This is at odds with the teaching of Scripture. While the Bible was written men in a patriarchal world and reflects patriarchal patterns of life, this does not mean that God is a patriarch, nor that the church should be patriarchal. We need to revise our theology in light of a reading of scripture that is not dictated by cultural norms about gender relations.

For example, the creation narrative in Genesis is often used to support male superiority – woman was derived from man, man was created to rule, etc. But a close reading of Genesis 1:27-8 and 2:18-23 presents a picture of God creating woman-and-man as a partnership.

  • Both were commissioned to rule over the world – man was not mandated to rule over woman. They were co-workers, partners, sharing in an egalitarian way the responsibilities for taking care of the world.
  • Woman was created out of man, from Adam’s side, showing that they are the same (or similar). They are equals, partners, lovers.
  • Woman was created as a ‘helper‘, but that word does not imply servitude or subordination. It is used 21 times in the First Testament, 16 of which refer to God helping the people of Israel, e.g. Psalm 121:1-2. God is hardly the servant of or subordinate to Israel! If anything, being a ‘helper’ connotes a position of strength and capability.
  • The creation narrative speaks not of male supremacy and female subordination, but of gender equality and mutuality, of partnership and sameness.

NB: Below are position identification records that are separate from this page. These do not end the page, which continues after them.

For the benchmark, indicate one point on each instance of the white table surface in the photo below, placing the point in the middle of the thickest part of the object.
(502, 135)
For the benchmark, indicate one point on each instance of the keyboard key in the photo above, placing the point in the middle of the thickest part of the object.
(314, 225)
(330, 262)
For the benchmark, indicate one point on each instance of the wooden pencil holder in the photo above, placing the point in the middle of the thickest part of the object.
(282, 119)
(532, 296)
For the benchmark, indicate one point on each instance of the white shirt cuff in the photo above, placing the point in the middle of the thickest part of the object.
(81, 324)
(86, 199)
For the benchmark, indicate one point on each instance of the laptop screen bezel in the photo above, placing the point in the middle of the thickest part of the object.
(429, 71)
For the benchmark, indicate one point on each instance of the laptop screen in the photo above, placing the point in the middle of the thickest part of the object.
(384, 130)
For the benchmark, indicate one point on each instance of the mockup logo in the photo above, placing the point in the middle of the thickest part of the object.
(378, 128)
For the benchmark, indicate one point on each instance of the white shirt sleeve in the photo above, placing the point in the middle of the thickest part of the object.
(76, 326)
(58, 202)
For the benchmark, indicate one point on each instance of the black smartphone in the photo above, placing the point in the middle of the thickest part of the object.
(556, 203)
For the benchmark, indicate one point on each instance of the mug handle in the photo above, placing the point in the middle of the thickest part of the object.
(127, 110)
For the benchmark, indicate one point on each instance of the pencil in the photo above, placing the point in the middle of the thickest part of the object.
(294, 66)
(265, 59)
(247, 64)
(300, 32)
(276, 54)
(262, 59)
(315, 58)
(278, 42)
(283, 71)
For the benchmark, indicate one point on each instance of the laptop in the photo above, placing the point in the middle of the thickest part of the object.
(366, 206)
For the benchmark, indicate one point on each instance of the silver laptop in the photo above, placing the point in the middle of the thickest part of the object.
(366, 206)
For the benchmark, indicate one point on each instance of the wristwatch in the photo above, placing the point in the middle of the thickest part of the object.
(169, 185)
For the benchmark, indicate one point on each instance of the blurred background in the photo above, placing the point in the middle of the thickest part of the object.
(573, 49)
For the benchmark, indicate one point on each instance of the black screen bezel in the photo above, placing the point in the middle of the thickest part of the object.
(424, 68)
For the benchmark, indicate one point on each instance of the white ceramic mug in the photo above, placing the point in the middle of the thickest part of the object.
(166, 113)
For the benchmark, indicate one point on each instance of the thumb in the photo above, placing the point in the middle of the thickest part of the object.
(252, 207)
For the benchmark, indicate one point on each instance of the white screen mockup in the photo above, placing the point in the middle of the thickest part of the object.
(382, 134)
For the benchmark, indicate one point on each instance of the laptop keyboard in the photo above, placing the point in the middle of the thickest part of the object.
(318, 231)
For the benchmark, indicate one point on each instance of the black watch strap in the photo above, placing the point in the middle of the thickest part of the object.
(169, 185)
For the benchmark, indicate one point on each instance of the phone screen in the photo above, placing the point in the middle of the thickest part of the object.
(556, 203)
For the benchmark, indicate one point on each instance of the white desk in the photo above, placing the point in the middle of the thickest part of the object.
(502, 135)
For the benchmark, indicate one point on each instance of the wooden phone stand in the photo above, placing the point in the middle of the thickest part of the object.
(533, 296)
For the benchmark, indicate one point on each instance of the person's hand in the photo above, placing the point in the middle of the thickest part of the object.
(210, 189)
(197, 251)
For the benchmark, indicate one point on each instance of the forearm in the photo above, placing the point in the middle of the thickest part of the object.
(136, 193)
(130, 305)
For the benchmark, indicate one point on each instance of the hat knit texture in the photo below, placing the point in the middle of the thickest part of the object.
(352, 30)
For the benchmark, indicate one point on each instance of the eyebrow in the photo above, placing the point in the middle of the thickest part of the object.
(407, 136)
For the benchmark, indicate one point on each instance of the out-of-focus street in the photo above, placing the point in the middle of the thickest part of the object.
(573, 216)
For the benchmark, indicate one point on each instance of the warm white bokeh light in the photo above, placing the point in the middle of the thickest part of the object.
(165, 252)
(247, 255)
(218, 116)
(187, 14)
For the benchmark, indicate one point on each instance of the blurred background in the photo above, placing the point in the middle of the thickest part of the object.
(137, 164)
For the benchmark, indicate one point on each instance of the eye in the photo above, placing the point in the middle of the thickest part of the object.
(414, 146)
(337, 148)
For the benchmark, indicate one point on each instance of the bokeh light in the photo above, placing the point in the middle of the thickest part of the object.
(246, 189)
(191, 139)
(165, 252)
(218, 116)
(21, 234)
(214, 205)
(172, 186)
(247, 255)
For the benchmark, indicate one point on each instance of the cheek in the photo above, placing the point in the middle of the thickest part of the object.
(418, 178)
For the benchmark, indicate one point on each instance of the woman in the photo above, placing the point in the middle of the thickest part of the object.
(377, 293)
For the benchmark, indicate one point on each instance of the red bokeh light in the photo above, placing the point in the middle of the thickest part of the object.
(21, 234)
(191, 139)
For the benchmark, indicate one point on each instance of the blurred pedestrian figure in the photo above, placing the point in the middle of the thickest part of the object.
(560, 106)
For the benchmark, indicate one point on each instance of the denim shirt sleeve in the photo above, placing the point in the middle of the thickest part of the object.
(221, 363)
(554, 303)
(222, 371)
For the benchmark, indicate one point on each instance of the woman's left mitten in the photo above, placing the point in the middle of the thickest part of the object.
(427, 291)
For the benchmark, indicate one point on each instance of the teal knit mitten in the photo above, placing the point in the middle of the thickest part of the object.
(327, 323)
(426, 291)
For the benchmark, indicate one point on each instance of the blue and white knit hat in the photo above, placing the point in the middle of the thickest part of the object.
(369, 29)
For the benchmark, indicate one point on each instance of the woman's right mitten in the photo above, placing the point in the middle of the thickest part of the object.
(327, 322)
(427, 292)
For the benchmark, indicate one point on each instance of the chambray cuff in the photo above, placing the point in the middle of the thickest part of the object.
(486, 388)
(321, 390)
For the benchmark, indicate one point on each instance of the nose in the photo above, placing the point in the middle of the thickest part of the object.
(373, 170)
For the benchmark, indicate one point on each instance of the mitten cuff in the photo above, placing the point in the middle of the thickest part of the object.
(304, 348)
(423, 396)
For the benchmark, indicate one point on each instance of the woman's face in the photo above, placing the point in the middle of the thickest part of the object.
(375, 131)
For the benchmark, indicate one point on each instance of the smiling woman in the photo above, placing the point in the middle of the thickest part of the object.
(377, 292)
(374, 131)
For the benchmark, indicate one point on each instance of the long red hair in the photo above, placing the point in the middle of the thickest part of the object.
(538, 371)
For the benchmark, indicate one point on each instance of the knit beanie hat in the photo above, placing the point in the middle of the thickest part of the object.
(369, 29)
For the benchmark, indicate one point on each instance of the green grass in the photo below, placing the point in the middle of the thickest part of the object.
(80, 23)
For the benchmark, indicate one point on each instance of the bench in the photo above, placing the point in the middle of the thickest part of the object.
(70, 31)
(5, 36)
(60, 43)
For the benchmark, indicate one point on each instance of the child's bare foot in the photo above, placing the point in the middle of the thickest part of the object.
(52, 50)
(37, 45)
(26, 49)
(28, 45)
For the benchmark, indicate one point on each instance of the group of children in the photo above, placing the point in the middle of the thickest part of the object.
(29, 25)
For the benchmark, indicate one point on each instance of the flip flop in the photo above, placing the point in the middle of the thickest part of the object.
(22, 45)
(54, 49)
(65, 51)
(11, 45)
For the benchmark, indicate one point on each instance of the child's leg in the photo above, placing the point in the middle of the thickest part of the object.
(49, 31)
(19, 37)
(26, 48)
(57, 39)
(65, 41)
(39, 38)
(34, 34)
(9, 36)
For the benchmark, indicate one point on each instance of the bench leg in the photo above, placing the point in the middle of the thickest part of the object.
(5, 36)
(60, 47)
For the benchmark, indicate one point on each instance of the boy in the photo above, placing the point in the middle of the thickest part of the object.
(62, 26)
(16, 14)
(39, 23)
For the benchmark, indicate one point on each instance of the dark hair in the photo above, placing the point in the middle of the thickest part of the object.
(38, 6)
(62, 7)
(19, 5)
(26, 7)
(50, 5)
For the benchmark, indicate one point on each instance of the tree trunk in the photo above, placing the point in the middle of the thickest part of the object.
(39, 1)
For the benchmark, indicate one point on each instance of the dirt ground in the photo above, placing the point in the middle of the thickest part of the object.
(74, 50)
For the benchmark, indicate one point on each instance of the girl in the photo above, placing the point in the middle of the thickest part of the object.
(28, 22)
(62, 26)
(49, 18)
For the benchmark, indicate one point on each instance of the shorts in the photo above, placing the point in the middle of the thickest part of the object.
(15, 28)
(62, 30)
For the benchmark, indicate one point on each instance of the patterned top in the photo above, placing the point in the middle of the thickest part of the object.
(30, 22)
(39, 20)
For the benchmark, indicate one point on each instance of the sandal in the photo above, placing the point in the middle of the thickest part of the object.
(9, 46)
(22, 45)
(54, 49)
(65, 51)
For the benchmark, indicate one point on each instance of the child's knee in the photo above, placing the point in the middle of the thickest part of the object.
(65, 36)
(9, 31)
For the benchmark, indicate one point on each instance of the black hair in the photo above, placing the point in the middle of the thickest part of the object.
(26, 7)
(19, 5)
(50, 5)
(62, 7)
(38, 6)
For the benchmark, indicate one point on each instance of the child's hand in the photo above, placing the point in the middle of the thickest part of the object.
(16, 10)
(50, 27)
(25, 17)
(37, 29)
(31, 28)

Another example, Paul’s writings in the New Testament are riddled with patriarchy: wives submit to your husbands, husbands are the head of the wife, husbands are the head and wives are the neck, women must remain silent in church, etc. Unquestionably, Paul was a patriarch in a patriarchal world. But, we too seldom hear another thread in Paul’s writings: a thread that is at odds with the patriarchal narrative.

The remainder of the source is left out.